The number of electric scooters and cars seen zooming past on roads has gone up in Indian cities over the past few years. But while states such as UP have introduced measures including a 15 per cent subsidy on ex-factory costs, Maharashtra and Goa have ended subsidies for EVs. Facing a government crackdown over violation of manufacturing norms, the sector is now demanding restoration of subsidies worth Rs 1,100 crore blocked by authorities.
Ministry’s stance choking firms
An industry body, the Society of Manufacturers of Electric Vehicles, has urged the government to release the subsidies stopped by the Ministry of Heavy Industries. It has said that depriving firms of discounts on manufacturing costs in such a manner can choke the sector’s growth, and has led to an unprecedented crisis for electric two-wheeler makers. The lobby has even warned that companies might declaring closure in public, and called for a committee to be formed for resolving the situation.

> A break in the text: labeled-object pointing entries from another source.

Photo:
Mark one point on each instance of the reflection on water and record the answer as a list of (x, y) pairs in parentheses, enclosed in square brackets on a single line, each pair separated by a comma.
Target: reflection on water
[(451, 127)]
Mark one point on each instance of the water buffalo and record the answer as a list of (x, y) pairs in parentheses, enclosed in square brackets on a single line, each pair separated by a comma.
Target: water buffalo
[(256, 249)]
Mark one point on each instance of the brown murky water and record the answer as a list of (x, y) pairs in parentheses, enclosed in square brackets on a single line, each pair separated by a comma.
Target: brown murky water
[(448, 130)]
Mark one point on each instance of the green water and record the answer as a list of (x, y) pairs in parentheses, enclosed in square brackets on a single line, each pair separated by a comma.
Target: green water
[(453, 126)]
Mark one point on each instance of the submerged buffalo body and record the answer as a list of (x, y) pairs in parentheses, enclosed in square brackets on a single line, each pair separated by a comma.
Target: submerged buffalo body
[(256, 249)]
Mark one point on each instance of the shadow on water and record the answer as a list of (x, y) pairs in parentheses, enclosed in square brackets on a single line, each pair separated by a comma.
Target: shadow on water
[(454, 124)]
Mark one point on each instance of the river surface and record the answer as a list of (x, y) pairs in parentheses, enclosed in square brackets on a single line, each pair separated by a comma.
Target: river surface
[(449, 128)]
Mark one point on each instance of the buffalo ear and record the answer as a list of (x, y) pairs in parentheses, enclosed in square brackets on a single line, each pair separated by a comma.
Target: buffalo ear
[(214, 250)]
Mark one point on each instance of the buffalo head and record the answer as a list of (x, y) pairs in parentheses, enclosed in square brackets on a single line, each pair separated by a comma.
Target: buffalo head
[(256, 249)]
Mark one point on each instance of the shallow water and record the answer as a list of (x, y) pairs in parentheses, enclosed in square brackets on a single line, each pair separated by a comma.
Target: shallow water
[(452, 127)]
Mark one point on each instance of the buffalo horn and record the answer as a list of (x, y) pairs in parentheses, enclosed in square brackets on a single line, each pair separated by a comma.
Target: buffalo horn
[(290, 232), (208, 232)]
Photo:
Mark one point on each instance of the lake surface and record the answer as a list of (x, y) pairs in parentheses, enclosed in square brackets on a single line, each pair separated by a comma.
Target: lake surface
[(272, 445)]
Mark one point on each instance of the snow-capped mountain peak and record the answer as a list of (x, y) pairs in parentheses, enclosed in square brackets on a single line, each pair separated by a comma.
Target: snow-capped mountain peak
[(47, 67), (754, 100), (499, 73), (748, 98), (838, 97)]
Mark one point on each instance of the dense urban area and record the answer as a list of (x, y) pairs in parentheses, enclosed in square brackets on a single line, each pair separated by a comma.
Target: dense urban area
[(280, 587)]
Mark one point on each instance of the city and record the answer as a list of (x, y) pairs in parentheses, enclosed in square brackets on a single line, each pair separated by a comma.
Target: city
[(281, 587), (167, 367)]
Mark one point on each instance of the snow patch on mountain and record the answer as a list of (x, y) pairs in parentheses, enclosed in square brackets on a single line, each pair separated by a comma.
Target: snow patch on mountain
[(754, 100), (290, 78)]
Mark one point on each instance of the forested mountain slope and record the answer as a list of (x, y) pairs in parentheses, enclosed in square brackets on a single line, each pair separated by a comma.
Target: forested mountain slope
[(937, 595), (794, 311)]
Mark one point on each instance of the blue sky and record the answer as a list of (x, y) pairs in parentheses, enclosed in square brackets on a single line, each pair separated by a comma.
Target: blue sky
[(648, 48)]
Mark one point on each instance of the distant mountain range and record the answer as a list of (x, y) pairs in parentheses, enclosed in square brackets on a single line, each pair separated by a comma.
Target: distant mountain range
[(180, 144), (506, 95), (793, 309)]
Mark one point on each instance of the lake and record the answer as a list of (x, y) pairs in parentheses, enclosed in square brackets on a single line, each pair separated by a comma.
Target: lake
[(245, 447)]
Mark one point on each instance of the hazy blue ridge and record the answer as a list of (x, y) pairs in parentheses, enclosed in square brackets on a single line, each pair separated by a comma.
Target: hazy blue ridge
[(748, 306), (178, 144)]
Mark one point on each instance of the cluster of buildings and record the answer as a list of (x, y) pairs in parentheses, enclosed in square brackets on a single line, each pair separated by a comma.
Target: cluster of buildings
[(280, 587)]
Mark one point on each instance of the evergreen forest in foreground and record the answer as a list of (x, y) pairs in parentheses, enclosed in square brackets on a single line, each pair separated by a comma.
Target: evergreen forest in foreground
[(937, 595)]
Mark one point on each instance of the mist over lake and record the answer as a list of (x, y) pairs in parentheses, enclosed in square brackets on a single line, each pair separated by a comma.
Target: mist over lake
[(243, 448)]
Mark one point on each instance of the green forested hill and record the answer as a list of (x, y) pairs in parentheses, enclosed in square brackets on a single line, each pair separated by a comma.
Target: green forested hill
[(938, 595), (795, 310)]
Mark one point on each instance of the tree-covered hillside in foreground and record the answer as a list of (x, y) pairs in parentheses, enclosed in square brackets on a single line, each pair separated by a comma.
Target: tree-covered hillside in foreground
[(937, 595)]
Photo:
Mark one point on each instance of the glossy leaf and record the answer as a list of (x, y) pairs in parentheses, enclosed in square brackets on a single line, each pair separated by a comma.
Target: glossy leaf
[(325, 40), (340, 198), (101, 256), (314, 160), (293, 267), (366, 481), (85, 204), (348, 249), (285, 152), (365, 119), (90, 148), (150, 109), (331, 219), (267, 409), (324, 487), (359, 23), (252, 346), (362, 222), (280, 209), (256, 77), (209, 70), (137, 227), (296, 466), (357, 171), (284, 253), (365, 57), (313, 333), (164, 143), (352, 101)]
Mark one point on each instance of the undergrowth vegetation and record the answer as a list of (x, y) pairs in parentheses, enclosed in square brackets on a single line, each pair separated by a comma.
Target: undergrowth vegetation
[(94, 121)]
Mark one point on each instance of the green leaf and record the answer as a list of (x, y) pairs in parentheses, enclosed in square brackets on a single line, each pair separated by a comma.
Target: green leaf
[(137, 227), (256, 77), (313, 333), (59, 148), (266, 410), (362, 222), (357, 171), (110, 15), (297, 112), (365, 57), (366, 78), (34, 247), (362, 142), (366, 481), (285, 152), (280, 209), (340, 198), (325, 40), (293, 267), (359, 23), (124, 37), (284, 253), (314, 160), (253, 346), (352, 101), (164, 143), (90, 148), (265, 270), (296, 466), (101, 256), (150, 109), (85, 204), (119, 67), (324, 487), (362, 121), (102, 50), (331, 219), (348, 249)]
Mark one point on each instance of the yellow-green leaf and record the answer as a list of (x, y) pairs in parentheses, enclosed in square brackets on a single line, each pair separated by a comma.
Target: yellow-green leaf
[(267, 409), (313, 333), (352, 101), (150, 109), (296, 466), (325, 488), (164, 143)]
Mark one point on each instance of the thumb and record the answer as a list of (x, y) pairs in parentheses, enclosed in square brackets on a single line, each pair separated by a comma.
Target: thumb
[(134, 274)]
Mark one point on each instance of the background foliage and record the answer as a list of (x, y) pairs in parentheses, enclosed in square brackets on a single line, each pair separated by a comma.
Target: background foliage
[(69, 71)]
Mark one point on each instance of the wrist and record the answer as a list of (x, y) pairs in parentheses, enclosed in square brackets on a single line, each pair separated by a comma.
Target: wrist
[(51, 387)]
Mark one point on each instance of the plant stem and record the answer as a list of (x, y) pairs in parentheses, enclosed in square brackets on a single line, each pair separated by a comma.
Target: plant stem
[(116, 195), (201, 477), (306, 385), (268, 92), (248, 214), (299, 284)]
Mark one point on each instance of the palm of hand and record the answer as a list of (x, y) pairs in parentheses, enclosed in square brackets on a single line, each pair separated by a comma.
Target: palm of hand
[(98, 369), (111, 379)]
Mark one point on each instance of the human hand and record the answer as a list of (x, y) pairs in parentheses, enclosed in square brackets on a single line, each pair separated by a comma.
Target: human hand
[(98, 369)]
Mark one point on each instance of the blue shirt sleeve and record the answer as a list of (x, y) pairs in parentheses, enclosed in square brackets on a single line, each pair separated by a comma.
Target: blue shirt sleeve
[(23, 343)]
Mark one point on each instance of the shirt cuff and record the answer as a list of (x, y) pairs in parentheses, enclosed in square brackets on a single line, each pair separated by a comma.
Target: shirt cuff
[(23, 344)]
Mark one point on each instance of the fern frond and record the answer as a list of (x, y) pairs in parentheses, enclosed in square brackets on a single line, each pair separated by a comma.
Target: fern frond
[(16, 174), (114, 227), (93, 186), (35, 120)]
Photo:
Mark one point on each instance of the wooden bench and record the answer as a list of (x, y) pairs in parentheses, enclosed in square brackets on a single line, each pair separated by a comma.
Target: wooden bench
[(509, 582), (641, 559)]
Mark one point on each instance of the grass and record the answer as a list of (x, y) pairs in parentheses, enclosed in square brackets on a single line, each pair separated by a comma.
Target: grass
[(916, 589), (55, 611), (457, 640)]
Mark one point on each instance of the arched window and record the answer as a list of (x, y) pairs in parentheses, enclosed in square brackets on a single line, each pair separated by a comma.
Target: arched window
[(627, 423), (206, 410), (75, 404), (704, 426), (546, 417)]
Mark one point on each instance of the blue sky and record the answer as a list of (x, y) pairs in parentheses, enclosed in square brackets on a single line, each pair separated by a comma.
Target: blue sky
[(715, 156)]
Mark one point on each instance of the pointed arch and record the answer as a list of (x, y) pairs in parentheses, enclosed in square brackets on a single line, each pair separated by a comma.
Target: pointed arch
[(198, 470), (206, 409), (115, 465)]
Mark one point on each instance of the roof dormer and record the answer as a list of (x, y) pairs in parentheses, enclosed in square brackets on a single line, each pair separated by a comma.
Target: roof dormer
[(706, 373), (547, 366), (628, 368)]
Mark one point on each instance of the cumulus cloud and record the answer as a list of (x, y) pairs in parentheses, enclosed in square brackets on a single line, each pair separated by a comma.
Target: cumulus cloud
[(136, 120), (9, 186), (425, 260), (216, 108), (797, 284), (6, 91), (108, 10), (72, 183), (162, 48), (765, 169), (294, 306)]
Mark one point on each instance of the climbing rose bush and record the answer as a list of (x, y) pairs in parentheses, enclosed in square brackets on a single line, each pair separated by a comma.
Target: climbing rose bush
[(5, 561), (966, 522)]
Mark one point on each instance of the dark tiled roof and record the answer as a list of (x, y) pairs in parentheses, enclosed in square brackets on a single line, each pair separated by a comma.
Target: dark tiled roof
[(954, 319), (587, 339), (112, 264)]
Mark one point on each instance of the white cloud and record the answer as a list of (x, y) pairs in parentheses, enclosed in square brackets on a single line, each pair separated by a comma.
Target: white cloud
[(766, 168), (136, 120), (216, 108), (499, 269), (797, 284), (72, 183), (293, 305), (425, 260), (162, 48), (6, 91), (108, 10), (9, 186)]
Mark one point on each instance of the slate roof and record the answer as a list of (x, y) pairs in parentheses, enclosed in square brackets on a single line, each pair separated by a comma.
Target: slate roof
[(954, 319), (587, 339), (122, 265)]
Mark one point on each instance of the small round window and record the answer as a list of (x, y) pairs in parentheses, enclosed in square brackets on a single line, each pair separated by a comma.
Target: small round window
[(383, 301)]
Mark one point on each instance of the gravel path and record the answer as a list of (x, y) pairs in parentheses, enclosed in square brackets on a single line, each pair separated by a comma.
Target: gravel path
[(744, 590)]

Current model not sustainable
Subsidy amounts are sent to the accounts of EV makers after the vehicles are sold under the current model, which the industry body considers unsustainable. The ministry has allegedly held back Rs 1,100 crore in subsidies since some two-wheeler EV manufacturers were found violating manufacturing norms. Firms are being investigated to check if most of their components are locally sourced, which is a crucial condition for them to avail of subsidies.
In response to the crackdown, the industry has also asserted that such localisation norms aren’t feasible for it in the short term, while EV adoption is still in its nascent stage. They also argue that the ability to meet target dates for localisation set by the authorities, has also been hit because of the pandemic that affected manufacturing for two years.